Cierto es que las comparaciones son odiosas, pero a veces conviene acudir a ellas para darnos cuenta de la realidad colectiva que nos toca vivir. No se trata de menospreciar las circunstancias individuales que atormentan a una persona por causas tan dramáticas como una grave enfermedad o la inopinada pérdida de un ser querido, pero en términos generales en España tenemos, lo que se dice de verdad, un solo problema de extrema gravedad: el paro. Me refiero a un problema de envergadura, estructural y del que se derivan otros no menos importantes, pero que hunden sus raíces en esa situación de desempleo y que afecta a decenas de miles de familias. Comparativamente, en el contexto internacional y exceptuando esos pocos países muy avanzados desde el punto de vista social (Suecia, Finlandia, Dinamarca...), carece de rigor el continuo lamento bajo el que, a veces, escondemos nuestra propia insatisfacción personal y justificamos la evidente falta de atrevimiento. El paro es nuestro mayor problema, el número uno con diferencia, y, a poco que se viaje, es fácil darse cuenta de ello. Basta también para corroborarlo con un sencillo repaso a las noticias de estos últimos días, en las que sobresale la deleznable crisis migratoria y la reacción de los gobiernos europeos a golpe de fotografía. Tan triste como real y que evidencia la incapacidad de anticipación de Occidente para taponar una herida por la que sangra la población siria desde hace años.

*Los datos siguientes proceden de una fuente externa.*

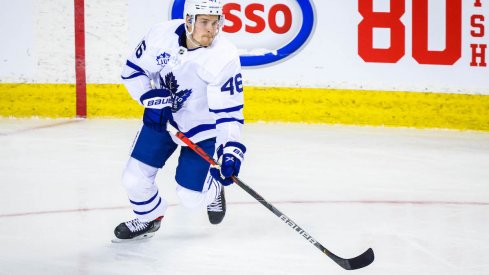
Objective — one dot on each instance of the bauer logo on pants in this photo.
(264, 31)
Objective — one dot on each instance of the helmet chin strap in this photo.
(193, 41)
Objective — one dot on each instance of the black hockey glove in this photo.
(230, 157)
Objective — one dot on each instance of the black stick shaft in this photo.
(355, 263)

Pero volviendo a nuestro contexto más cercano, resulta ciertamente hipócrita esa queja generalizada de mucha gente cuyo principal problema no es, precisamente, la falta de trabajo o el agobio económico para llegar a fin de mes. Como digo, no es cuestión de infravalorar las preocupaciones más íntimas de cada uno, sino de hacer un balance serio de lo que como sociedad hemos construido en estos años de democracia, con sus aciertos y sus fracasos, que también los hay. Ahí están, a modo de ejemplo, la corrupción, el clientelismo endémico y la falta de expectativas para muchos de nuestros jóvenes. Pero tampoco creo que sea muy sensato ponernos una venda en los ojos y negar los significativos avances de la España de las autonomías en estas décadas. Hacerlo no es sino el síntoma latente de un complejo de inferioridad que, de manera indefectible, nos comprime y desorienta.

Las descomunales tasas de desempleo en España constituyen la causa principal de nuestro sonrojo. Esto sí que es un asunto de Estado, que exige, de verdad, todo el esfuerzo y la atención pública para no avergonzarnos más. Aquí, en este capítulo vital, las comparaciones sí que se revelan tremendamente odiosas.